На южном углу: круглые зажженные фонари в толстой оправе кованого железа — спуск в метро. Каждые пятнадцать минут под лестницей проносится поезд. На стеклянной платформе стоит Адальгизо и играет на скрипке своими шестипалыми руками. На его лысой голове криво сидит фетровая шляпа. Рядом с ним Аззия, ее голос, прокуренный тенор, ласкает струны, словно поцелуями. Глаза ее густо подведены, как на портрете фараона, волосы длинные, жесткие и черные. Играет Адальгизо так стремительно и вдохновенно, что поезда останавливаются послушать, косо замирают на рельсах и раздвигают двери — ловят рассыпаемые им глиссандо. Скрипичный футляр лежит раскрытый у его ног, и каждый пассажир ветки Маргиналия не забывает прихватить плату — жемчужину, они падают в футляр по одной, и вот уже тот переполнен, будто молоко убежало из кастрюли. В углу станции тараканы с оптоволоконными крыльями царапают лапками по плиткам пола, это царапанье служит скрипачу и певице метрономом.

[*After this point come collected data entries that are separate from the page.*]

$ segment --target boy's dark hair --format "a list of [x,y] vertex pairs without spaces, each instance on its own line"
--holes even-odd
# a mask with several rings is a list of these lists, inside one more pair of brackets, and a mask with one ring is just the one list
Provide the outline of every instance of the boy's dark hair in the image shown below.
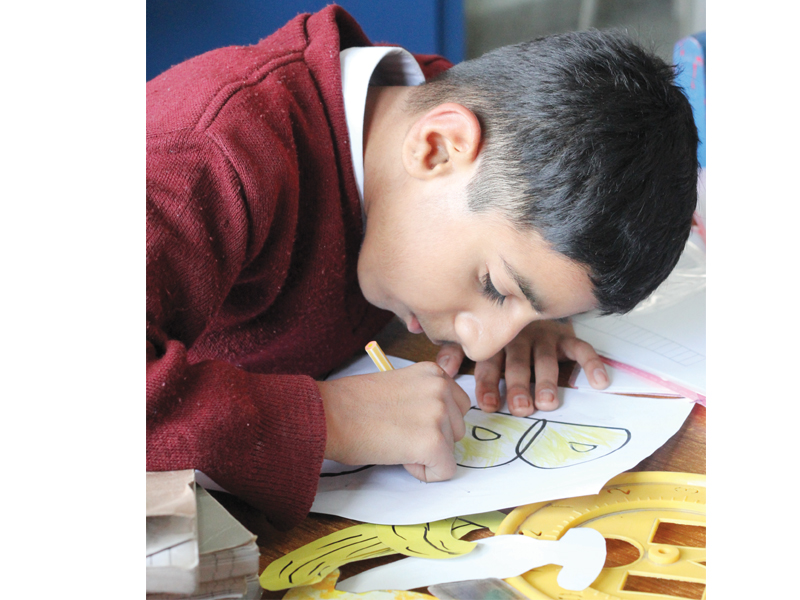
[[443,102],[483,129],[472,210],[499,210],[588,267],[604,314],[666,279],[697,202],[697,128],[673,67],[620,32],[564,33],[458,64],[408,108]]

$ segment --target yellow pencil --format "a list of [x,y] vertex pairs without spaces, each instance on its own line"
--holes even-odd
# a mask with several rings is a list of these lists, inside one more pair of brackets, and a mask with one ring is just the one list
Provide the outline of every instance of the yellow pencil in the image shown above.
[[378,342],[370,342],[367,344],[364,349],[369,354],[369,357],[372,359],[372,362],[375,363],[375,366],[378,367],[381,371],[394,371],[394,367],[392,363],[389,362],[389,359],[386,358],[386,355],[381,350],[381,347],[378,346]]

На северном углу: студия картографа. В каждой щели стоят чернильницы, на десятке столов разостлан пергамент. В клетке из китового уса сидит казимирский голубь и курлыканьем честно отмеряет часы. Его помет — чистые кальмарьи чернила, их собирают в жестяной желобок. Лючия и Паола заправляют лавкой с незапамятных времен: Лючия серебряным циркулем чертит карты с лучезарной, безупречной точностью, а Паола украшает их изысканными миниатюрами, пляшущими в пространстве меж улиц. На предплечье у каждой по десятку наручных часов. Для прибывших в Палимпсест это вторая остановка, после салона земноводной гадалки, особенно для иммигрантов, которым две женщины особенно покровительствуют. Каждому нужна карта, и Лючия удовлетворяет их спрос: планы улиц и схемы метро, исторические карты и топографические, карты с искажениями и сверхточные, карты далеких городов. Смотрите — для вас она изготовила складную брошюру, где показаны все знаменитые достопримечательности: фабрика, церкви, салон, мемориал. Следуйте брошюре, и вы не потеряетесь.

Каждое утро Лючия выставляет новейшую карту на подоконник, будто свежий пирог. Та медленно остывает, раскрывается по сгибам, взмахивает углами, как крыльями, и неуверенно отправляется в полет, с шелестом порхает над городом. Тщательно, как оригами, карта складывается в воздухе: теперь у нее бумажные глаза, чернильные перья, пергаментные когти.

Она оглядывает сверху городские проспекты в поисках мышей.